Spring subdivision staying in current district - for now / Northgate wants to join Klein ISD, but its detachment petition is denied

By ERICKA MELLON
STAFF

Homeowners in a posh Spring subdivision have lost round one of their battle to join the wealthier, better-performing Klein Independent School District.

The Spring school board on Thursday unanimously rejected a petition signed by 190 Northgate Forest residents to separate the area from the predominantly minority district and be annexed to Klein ISD.

The board's attorney, Janet Horton, ruled the petition did not meet the requirements of a little-known provision in state law that allows detachment.

The assessed value of the relatively small subdivision - $92.5 million, about 1 percent of the district's tax base - was too much for the district to lose, especially considering that only seven students from Northgate are currently enrolled in Spring schools, according to the district.

Another option

School board President Mel Smith blasted the petition's chief supporter, Tom Matthews, for wasting the district's time, belittling its teachers and pitting rich against poor.

Matthews agreed the petition did not meet legal requirements, but said that parents in the subdivision simply don't want their children to attend Spring schools.

After the vote, Matthews said he's unsure whether he'll pursue his fight by asking the Klein school board to vote to accept Northgate Forest.

"I may not want to bother Steve," he said of Klein's board president, Steve Szymczak.

If he does, and Klein rejects the petition, the issue is dead. But if Klein approves, the petitioners can appeal to State Commissioner of Education Shirley Neeley.

Larry Allen, vice president of the Klein board, said this week that he was unsure how he or his colleagues would rule.

``Whatever Spring does, Spring will do," Allen said. ``Klein will make its decision independent of what the Spring board does."

Rulings can vary

Neeley's eventual ruling is also unpredictable. The Texas Education Agency typically hears one detachment and annexation case a year, and the rulings vary, according to spokeswoman Debbie Ratcliffe.

Matthews, a 63-year-old businessman whose youngest child graduated from Spring ISD about 15 years ago, also led the effort in 2005 that defeated Spring's $385 million bond referendum.

Over the last decade, more minority students and more children from low-income families have moved into the Spring area.

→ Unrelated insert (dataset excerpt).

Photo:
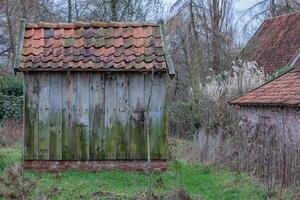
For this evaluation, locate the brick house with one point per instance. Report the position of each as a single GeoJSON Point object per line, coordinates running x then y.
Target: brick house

Today, about 23 percent of the students in Spring are white, compared with 49 percent in Klein.

And more than half the students in Spring are low-income, compared with 30 percent in Klein.

W. Robert Houston, who directs the Institute for Urban Education at the University of Houston, said Spring's approval of the petition would have set a bad precedent.

``It sends the message that any other subdivision, any other block, maybe any other family, could move to another school district with impunity," he said.